Scott Bartlett: community manager

23rd May 2018

Scott’s job is to get as many people as possible using Ysgol Bae Baglan’s facilities after 5 o’clock and at the weekends.

He tells us more about his role, and how the school has affected the local area.

Scott, as community manager, how do you go about marketing these facilities?

About a year before the school opened, Mike Tate was meeting people and collecting contacts.

When I started he gave me a load of information for potential users so I reviewed everything, put the jigsaw puzzle together and worked out how we could best get everyone involved.

We didn’t need to do much advertising. It’s a brand new facility, people already knew about it and you’ve got 1,500 pupils attending who could spread the word anyway.

What is the purpose of this?

At the end of the day, you’ve got a new school that’s had a lot of investment. If you didn’t open it up to the public, these facilities wouldn’t be used to their full potential. Our prices aren’t too high because it’s not a money making project – it’s all about getting the community to use it.

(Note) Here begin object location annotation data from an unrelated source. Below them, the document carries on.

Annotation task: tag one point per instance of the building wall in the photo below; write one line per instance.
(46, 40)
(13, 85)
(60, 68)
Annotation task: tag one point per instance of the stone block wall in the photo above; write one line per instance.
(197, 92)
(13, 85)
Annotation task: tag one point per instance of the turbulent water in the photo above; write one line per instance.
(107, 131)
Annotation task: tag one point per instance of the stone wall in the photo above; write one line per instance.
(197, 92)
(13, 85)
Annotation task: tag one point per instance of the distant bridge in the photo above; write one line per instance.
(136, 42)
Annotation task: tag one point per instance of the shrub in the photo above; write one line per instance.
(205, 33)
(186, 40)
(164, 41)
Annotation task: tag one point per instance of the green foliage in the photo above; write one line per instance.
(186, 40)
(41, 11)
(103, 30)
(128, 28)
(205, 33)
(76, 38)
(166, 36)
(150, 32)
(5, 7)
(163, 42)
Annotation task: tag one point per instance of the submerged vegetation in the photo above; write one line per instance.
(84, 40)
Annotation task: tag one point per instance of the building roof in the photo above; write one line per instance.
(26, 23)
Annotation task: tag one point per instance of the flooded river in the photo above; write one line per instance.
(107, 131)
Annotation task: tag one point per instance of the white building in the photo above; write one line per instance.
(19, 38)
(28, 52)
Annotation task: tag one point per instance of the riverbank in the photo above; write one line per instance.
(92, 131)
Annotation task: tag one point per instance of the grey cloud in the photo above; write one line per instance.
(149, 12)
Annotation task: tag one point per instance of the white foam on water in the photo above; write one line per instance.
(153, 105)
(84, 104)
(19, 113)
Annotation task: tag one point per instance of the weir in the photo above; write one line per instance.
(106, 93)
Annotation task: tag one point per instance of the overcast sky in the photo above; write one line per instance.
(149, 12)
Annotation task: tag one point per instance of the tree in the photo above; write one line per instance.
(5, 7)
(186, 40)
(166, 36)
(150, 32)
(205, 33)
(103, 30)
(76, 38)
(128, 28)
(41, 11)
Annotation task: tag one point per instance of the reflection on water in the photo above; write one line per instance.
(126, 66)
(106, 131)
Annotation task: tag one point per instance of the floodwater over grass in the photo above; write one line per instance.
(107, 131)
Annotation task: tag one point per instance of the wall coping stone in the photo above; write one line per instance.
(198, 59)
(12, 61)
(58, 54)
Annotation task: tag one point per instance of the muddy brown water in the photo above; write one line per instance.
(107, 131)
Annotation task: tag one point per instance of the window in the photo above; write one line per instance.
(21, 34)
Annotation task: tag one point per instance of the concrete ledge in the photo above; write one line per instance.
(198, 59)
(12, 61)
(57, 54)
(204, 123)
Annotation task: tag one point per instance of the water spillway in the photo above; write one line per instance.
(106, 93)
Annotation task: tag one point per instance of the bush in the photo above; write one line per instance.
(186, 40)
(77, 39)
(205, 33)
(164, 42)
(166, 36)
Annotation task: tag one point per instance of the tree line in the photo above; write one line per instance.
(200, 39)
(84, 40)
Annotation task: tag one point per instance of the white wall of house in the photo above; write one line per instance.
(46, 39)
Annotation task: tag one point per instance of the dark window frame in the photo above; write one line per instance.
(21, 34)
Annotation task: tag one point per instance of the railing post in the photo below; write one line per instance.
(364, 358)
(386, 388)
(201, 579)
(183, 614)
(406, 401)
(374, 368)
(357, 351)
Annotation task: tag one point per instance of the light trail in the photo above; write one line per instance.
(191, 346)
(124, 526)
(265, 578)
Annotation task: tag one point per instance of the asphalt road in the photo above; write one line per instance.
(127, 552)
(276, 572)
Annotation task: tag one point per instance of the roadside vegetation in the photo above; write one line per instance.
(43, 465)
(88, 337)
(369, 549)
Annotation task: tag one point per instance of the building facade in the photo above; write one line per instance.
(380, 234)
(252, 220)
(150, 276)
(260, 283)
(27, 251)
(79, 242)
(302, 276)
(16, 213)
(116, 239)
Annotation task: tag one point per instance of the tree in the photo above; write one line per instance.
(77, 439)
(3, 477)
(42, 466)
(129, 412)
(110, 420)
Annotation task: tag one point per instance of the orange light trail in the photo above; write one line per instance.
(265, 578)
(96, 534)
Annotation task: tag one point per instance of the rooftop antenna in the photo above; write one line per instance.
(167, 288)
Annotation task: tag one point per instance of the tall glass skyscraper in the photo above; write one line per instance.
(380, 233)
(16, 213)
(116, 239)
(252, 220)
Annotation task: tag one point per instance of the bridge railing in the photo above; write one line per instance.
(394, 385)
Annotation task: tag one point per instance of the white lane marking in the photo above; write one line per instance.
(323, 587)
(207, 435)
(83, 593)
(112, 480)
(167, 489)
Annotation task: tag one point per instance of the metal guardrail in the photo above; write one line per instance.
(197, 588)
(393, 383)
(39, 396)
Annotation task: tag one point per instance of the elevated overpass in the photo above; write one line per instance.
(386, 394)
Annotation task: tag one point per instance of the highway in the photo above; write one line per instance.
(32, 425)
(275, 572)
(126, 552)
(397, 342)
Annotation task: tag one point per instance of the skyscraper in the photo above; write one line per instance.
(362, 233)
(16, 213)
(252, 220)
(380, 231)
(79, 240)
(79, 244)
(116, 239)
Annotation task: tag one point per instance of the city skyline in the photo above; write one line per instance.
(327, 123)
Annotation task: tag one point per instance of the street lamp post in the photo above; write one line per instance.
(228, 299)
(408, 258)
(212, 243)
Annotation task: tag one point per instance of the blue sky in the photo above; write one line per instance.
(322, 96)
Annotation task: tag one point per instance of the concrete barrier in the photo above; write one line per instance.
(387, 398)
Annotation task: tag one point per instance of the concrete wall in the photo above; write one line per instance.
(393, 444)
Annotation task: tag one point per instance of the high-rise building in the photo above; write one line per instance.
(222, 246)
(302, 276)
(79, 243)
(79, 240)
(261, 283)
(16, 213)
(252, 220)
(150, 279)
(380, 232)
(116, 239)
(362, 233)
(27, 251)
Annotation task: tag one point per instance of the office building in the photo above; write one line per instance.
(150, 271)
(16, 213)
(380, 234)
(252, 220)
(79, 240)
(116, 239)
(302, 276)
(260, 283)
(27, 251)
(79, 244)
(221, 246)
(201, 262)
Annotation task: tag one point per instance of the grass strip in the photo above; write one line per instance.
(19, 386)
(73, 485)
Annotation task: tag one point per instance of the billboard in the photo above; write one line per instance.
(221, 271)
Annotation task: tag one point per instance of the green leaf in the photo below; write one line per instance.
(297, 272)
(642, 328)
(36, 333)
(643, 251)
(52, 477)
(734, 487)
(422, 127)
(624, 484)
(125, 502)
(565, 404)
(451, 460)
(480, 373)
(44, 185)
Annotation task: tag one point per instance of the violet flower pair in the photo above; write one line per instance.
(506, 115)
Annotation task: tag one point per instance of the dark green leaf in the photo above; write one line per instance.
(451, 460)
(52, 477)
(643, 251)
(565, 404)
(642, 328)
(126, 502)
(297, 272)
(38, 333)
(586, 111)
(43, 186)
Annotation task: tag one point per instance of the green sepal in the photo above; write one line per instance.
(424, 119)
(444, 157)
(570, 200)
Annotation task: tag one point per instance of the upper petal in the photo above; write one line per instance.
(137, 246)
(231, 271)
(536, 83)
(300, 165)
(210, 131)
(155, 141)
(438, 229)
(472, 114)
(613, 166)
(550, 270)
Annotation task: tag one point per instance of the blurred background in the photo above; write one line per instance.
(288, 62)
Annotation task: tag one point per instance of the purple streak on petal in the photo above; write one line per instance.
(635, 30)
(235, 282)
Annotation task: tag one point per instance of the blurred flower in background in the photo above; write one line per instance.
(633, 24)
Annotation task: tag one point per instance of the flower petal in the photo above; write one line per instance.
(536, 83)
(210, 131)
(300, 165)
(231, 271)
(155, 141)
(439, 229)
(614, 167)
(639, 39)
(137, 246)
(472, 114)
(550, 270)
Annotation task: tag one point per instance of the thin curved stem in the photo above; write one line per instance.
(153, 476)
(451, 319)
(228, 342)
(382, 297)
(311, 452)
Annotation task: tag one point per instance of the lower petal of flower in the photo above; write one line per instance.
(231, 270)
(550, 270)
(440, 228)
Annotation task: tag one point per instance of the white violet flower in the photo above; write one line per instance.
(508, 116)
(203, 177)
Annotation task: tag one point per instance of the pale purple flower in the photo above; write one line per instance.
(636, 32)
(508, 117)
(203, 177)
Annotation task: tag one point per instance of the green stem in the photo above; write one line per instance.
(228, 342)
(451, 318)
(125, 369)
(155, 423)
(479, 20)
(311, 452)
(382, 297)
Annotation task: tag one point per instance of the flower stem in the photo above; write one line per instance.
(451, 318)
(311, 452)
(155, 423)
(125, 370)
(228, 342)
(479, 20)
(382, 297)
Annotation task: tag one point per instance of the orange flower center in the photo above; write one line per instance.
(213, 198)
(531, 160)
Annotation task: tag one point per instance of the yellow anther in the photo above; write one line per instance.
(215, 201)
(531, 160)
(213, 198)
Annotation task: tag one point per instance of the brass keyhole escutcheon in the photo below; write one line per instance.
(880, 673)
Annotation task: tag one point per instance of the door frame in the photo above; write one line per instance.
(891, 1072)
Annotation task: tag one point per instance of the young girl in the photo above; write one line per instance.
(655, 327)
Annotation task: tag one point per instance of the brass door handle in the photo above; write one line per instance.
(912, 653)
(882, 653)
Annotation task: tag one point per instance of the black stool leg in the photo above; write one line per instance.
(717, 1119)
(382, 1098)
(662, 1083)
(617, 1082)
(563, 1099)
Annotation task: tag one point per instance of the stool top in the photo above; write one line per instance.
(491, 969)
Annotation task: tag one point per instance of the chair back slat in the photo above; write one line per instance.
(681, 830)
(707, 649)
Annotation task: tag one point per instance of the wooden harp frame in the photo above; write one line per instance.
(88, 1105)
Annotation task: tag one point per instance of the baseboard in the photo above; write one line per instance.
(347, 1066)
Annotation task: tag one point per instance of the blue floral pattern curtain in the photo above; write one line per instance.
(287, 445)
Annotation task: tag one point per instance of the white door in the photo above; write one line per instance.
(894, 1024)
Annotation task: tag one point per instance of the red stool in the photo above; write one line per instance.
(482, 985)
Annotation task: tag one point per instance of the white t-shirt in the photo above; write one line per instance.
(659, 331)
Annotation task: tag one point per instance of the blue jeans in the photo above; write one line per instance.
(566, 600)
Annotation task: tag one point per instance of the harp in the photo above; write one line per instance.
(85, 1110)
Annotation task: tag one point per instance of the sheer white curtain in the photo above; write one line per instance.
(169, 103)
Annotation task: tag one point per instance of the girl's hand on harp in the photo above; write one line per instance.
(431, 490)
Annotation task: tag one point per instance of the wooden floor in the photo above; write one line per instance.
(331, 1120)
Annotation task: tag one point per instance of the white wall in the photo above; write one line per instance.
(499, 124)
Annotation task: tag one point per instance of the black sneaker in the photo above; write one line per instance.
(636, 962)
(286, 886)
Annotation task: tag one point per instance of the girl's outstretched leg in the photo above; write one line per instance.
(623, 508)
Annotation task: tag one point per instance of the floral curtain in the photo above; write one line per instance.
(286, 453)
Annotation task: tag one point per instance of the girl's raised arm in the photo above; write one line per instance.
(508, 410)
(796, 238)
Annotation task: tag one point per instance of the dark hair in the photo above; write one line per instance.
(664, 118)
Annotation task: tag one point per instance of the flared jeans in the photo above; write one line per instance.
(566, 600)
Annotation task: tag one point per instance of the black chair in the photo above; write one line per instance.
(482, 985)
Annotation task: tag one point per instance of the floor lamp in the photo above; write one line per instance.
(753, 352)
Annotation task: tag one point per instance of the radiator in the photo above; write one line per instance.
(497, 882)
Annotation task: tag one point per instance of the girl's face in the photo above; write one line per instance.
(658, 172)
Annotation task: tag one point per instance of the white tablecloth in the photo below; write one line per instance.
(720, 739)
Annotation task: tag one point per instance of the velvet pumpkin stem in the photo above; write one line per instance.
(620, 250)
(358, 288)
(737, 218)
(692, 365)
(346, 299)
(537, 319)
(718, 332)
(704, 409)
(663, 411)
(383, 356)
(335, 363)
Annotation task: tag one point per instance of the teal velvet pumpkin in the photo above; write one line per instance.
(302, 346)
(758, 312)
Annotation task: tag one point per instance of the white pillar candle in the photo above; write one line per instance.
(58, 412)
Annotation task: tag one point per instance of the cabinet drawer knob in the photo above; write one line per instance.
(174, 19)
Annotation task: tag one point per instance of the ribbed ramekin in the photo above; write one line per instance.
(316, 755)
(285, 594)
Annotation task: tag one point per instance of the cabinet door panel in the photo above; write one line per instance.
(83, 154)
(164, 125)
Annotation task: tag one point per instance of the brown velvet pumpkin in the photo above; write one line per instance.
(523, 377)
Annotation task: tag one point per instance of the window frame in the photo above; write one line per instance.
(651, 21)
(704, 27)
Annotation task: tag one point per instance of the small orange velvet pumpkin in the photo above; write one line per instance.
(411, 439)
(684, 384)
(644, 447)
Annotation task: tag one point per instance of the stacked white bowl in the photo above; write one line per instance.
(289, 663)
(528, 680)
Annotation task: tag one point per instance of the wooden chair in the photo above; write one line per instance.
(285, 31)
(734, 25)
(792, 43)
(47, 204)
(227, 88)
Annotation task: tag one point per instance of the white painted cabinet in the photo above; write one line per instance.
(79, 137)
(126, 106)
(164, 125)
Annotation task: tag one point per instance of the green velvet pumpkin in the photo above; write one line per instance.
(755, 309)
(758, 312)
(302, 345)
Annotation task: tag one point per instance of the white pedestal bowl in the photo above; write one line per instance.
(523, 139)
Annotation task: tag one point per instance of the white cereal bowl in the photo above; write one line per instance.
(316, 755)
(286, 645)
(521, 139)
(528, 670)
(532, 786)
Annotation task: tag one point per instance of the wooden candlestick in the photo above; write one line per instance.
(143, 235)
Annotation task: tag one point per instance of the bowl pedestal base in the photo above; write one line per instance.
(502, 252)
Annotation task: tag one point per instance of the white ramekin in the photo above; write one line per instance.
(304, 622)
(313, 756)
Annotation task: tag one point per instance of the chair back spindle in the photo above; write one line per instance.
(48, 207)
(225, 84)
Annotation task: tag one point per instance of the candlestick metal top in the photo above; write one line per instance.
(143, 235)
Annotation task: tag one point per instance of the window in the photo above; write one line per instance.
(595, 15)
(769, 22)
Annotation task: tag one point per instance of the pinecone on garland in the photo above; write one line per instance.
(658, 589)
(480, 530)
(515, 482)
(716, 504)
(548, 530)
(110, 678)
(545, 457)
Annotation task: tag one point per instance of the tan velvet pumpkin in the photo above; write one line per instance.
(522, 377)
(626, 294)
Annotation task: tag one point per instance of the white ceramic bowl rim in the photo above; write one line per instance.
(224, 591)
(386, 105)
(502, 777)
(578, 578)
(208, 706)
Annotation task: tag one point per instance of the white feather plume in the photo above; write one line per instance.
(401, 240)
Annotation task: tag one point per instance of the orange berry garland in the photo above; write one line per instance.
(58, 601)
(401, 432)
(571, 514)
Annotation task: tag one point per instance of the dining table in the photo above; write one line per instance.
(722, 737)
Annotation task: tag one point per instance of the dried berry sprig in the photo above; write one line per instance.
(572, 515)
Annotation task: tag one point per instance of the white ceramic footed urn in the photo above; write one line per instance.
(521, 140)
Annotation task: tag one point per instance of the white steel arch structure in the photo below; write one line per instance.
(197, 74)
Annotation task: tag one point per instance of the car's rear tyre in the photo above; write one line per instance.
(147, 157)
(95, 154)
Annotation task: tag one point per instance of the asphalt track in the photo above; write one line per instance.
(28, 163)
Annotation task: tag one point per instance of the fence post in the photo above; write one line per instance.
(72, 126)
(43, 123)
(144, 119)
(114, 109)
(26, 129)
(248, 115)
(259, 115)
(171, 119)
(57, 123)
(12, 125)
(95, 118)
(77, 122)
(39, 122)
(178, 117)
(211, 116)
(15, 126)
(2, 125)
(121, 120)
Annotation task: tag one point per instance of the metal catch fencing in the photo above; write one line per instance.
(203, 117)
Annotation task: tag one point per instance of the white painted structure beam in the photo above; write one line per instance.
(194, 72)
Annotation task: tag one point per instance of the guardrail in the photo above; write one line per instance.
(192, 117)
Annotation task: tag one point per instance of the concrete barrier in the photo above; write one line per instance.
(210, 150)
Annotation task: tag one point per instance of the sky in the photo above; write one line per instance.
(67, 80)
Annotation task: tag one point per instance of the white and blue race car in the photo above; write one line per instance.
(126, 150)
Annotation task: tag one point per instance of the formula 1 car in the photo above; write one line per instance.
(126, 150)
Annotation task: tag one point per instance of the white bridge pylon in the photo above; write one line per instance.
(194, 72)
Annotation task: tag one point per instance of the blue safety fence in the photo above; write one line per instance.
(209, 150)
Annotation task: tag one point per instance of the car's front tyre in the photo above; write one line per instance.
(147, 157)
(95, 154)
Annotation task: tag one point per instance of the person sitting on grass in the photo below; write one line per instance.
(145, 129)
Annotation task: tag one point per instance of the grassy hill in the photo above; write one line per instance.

We are open to little local clubs, but we also work with various governing bodies, and the Welsh netball and basketball teams. It’s not just this community, it has reached far wider than we expected.

With all these different people using the school, who do you feel owns it?

The community. When you look at it from the point of view of a community school, all the people that live in the area come to this school and also their brothers, sisters or parents can use it as well in the evenings. They see it as theirs.

How have you seen the community change?

Because they brought three schools together, they brought three communities together. I would say the Ysgol Bae Baglan community covers the whole area now.

It proves that bringing everyone together is possible, kids from all different areas are socialising and making friends.

When I went to school, we never had these facilities and I loved sports. If I came to a school like this, I’d be so chuffed. I get a sense that the pupils who go here are proud of what they’ve got.

How would you describe your role?

What I take pride in is making as many people as possible feel a part of the facilities here. When I meet with them, we have a friendly conversation and people contact me directly on my mobile phone. That is what the community here is all about – contact and individual engagement.

Has sport had an impact on the community?

Yes, definitely. They are exposed to lots of different clubs, and it’s helped them socialise and get fitter.

The art department here also run pottery classes and fairs, off their own back. I don’t have any involvement in that. The performing arts department also put on three to four productions a year. They bring the older generation in which is great, so we’ve now got most of the community using the school to their benefit.

What do you think the benefit is of bringing this community together?

It’s all about getting people to like each other more. Before, you’d have areas of the town, but having a community hub like this brings people together. People might now have friends from all across town because they’re a part of this one school.